Being a dad--particularly an involved one--can sometimes be isolating. As you may have already figured out, there's not a lot of social support for fathers, and we're still often viewed as something of a novelty when we're out with our kids.

One of the best ways to overcome feelings of isolation or loneliness is to join or start a fathers' group. Because men usually aren't drawn to support groups (it smacks too much of asking for help, which goes against the masculine ideal), this may sound like a silly notion. But here are a few reasons why getting involved in a group is a better idea than you might think.

  • You'll learn a lot. Your partner--and just about any other mother you know--gets a huge amount of parenting information and advice from other women: where to buy the best used kids' clothes, places to take babies on rainy days, surefire cures for illnesses, ways to deal with summer sniffles, the names of incredible babysitters, and more. As a guy, chances are you'll feel a little sheepish asking a woman for the answers to your questions. And you're not likely to turn to parenting magazines, because they're generally targeted at a female audience, which may make you feel out of place. But you--and other dads--know more than you think you do, and sharing that knowledge can help each other a lot.


  • The support will help you through tough times. Yes, men are getting more used to sharing their feelings these days, but we still don't do it as often as we probably should--particularly in front of women. But hanging out with a group of guys provides an opportunity to talk about things you may be too embarrassed to discuss with your partner, such as the changes in your sex life. At times like these, it helps to talk to men who are going through--or went through--some of the same things you've been experiencing.


  • You'll feel a sense of camaraderie.You'll soon realize that you're not the only one who has had (or has) worries or weird--or scary or joyous--thoughts about being a father. Getting other guys' perspectives will help you make sense of things. And your perspective will be reassuring to them, too.


  • A group can provide encouragement and incentive. Along with the joys of being a parent come some unpleasant things. Your colicky baby might be driving you nuts, you may be jealous of your wife's closer relationship with the baby, or you might be worried that you aren't doing a very good job as a father. Sometimes knowing that you have people who'll let you complain or vent a little can make handling these things a little easier.
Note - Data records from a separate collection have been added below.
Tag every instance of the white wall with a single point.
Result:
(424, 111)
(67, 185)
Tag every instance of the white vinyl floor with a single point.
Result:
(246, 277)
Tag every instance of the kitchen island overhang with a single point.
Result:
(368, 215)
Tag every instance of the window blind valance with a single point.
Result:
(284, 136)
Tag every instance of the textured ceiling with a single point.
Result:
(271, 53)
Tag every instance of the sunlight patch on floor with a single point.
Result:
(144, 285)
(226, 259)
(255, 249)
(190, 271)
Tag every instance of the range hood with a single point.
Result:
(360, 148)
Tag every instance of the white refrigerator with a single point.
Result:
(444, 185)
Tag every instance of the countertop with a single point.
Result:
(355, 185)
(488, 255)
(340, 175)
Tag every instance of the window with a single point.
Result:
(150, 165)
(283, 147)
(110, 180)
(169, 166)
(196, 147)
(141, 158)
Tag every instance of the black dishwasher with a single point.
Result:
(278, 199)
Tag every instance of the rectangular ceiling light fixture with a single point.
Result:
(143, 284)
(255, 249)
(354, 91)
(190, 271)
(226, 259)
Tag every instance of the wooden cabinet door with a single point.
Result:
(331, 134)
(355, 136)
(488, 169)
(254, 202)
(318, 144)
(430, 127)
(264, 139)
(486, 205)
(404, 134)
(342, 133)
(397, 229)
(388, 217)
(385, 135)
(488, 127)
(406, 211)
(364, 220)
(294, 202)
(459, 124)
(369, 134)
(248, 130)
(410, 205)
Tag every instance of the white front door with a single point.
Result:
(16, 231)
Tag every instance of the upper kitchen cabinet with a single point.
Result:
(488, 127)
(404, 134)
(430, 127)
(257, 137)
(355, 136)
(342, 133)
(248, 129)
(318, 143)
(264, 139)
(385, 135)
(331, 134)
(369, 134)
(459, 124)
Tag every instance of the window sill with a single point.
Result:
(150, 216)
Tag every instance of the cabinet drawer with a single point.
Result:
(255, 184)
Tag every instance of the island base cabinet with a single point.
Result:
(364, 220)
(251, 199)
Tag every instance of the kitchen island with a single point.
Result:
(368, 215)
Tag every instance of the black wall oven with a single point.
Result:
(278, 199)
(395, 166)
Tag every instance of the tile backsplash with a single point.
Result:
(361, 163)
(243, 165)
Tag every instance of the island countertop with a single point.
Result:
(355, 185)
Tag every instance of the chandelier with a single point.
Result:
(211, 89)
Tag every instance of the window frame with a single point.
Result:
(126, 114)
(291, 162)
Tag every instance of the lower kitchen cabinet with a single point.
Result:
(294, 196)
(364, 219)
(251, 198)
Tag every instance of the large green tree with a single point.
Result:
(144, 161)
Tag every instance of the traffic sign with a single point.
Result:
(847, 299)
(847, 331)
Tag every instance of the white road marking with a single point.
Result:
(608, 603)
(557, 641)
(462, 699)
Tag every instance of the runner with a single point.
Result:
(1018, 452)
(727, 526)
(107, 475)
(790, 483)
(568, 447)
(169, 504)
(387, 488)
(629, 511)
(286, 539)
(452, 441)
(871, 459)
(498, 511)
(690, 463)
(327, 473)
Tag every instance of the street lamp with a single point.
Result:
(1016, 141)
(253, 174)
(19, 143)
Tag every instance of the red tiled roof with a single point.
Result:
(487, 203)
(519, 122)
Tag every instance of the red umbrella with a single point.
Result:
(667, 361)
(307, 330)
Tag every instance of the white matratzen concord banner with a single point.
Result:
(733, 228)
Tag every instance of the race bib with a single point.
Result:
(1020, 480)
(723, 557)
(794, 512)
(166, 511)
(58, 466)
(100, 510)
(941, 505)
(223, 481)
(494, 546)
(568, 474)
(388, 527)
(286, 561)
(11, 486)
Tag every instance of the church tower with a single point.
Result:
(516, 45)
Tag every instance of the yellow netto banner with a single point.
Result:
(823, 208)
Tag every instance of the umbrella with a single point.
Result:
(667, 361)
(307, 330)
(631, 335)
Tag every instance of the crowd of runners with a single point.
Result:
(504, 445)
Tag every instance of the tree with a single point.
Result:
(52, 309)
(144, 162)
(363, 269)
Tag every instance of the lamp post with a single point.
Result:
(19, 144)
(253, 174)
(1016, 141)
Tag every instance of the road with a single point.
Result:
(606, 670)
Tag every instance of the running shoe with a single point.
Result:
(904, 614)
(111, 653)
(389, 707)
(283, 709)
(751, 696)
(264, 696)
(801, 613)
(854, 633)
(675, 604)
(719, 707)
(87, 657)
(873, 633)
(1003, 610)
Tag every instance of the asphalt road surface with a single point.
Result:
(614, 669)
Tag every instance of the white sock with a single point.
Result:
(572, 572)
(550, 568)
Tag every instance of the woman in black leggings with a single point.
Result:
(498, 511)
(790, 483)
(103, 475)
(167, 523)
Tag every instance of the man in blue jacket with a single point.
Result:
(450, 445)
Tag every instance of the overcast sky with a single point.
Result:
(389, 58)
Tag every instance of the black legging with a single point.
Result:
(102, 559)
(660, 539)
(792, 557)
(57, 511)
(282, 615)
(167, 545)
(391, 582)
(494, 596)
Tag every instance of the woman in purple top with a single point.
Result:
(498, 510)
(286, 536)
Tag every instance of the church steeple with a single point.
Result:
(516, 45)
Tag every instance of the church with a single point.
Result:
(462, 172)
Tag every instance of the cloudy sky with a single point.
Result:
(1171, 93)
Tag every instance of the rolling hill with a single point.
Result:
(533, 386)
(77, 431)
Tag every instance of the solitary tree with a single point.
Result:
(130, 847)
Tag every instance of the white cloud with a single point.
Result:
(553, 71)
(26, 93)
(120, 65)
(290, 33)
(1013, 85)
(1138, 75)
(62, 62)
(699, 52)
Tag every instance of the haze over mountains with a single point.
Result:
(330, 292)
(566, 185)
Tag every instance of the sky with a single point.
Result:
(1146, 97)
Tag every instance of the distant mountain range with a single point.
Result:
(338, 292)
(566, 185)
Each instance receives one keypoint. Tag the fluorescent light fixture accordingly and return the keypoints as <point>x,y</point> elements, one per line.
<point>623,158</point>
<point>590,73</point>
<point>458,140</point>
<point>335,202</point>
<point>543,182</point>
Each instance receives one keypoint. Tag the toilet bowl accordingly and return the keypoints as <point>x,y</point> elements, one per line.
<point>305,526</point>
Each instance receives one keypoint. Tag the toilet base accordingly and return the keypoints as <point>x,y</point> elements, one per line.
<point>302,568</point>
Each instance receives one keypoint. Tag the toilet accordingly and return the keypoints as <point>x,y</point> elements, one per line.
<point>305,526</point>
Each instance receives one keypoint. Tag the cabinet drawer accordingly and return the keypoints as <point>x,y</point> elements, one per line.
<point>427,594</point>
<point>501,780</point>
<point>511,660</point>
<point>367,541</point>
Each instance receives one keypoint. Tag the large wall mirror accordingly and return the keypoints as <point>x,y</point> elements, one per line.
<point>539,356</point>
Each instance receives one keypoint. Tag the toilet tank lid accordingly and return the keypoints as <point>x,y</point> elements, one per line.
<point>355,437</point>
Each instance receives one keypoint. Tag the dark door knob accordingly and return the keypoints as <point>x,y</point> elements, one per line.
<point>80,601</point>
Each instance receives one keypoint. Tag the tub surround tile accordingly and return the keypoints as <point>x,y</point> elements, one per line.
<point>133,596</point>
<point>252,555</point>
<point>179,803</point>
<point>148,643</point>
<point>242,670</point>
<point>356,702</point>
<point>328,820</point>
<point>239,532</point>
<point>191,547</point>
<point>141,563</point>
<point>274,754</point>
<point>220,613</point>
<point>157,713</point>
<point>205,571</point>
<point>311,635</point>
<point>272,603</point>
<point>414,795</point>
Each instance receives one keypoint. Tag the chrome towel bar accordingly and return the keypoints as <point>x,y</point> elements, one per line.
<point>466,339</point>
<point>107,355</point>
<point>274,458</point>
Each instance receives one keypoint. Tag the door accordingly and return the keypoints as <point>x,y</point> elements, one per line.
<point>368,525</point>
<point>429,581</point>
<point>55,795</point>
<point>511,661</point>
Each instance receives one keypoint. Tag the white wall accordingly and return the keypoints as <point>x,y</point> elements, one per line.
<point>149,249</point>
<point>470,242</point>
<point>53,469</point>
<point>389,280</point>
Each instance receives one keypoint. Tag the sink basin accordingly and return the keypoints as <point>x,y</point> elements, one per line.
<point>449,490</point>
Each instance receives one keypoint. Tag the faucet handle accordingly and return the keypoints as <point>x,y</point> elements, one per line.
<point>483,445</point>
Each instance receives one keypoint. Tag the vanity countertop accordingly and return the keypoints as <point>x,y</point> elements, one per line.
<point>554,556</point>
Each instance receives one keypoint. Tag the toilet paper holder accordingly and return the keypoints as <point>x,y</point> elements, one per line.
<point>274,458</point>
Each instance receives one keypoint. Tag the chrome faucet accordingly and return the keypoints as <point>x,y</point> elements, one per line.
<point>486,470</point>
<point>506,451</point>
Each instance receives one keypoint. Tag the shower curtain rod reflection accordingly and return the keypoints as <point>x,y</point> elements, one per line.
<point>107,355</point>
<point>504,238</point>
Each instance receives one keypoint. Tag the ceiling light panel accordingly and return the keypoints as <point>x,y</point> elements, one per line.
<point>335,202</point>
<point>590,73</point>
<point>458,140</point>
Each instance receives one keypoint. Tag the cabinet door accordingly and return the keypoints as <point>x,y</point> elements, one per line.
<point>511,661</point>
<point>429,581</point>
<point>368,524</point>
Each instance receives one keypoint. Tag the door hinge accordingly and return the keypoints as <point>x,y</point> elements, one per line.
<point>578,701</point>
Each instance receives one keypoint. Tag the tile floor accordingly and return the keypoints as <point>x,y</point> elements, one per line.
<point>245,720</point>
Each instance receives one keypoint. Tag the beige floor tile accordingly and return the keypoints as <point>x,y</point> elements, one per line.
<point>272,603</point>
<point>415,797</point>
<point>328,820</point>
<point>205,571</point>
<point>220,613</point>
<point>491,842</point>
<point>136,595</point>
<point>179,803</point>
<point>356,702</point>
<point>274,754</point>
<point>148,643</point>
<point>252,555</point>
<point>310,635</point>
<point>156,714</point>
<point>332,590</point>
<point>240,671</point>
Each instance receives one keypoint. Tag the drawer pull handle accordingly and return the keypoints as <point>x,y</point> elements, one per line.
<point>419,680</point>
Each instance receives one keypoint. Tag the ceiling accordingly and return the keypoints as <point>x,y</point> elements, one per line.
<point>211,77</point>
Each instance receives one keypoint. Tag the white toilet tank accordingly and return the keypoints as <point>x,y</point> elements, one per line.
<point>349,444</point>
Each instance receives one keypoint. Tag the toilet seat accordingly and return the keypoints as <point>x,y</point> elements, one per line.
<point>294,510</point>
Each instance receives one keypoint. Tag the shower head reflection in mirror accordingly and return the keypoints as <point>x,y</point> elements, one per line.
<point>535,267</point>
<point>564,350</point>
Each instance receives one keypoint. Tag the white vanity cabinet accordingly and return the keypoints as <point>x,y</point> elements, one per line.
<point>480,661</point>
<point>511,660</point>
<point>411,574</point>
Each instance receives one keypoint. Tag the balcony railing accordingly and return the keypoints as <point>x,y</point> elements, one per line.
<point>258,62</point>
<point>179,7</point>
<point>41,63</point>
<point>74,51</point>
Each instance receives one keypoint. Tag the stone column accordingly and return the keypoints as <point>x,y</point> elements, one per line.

  • It's good for you. Research has found that fathers who join support groups are happier than those who don't. The fact is, you can always benefit from some extra advice and support.
Finding other dads to join a group won't be easy. But if you put the word out at your church or synagogue, the OB-GYN's and the pediatrician's offices, or to the women in a mothers' group, you're likely to get some responses.

Even if you don't feel comfortable joining a group, try to make regular contact with other fathers anyway. Go out for a beer with another dad or check out some of the chat groups on the Web. You can't grow and develop as a father if you try to do your parenting in a vacuum. And trying to do everything on your own puts a lot of unnecessary pressure on you, your partner, and your kid.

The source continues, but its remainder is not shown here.